NetBoot boots MultiBoot-compliant operating systems such as the example programs that come with the OSKit. If the desired OS to boot needs MultiBoot boot-modules, they and the OS can be combined into one MultiBoot image via the mkmbimage script, or the faster mkmb2 script, included with the OSKit.

NetBoot requires a BOOTP server to be running on the local network in order to obtain the IP address, gateway address, netmask, and hostname of the host it runs on. If no BOOTP server responds when NetBoot is booted, it will ask to retry or exit.

The files that NetBoot fetches and boots must reside in a directory that is NFS exported to the host running NetBoot. In the future, NetBoot may support other protocols such as TFTP.

The OS that NetBoot installs will not know about all memory on the machine. This is because NetBoot stashes itself and some other things at the top of memory and then lies to the booted OS about where the top is. This is to allow the booted OS to return control to NetBoot upon exit; avoiding the time-consuming process of rebooting the machine. There is currently no way to disable this feature.

46.3 Using NetBoot

When NetBoot is booted it will print something like the following:

NetBoot metakernel v2.4
. . . various startup output, driver probes, etc. . .
Type "help" for help.

NetBoot> _

At the NetBoot> prompt one can boot another OS, get help, or quit.

46.3.1 Booting Another OS

If NetBoot is given a pseudo URL-style name at the prompt it will fetch that file and boot it.

The format of the name is as follows:

hostname:path [args]

Where:

hostname
is either an IP-address or a name of a host from which to get the OS. Currently the hostname lookup is fake and depends on hardwired names in the NetBoot code. The OSKit includes resolver code but that code depends on the OSKit BSD socket package, which NetBoot currently does not use.
path
is the path to the desired OS. This directory must be NFS-exported to the machine running NetBoot or the fetch will fail.
args
are optional command line arguments to pass to the booted kernel.

Two args, -h and -f, are handled as toggles. These args are checked for by the default OSKit console startup code and determine if the serial console will be used (-h) and if it runs at 115200 baud (-f). Therefore, if NetBoot was booted with either of these args it will pass them to the booted OS, assuming it wants to use the same console. However, the OS to fetch may be specified with either of these args and they will be removed from the default argument list.

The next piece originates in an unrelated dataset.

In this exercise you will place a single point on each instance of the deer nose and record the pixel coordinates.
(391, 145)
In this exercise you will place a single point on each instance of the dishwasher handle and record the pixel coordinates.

Another arg is placed in the booted OS’s argument string before booting. NetBoot passes a flag of the form “-retaddr hex” to the booted OS so it can return to this address if it wants to return control to NetBoot. This is normally done by the booted OS’s _exit routine.

46.3.2 Getting Help

Typing “help” at the NetBoot prompt will give some basic usage help.

46.3.3 Quitting

Typing “quit” or “exit” at the NetBoot prompt will make NetBoot exit.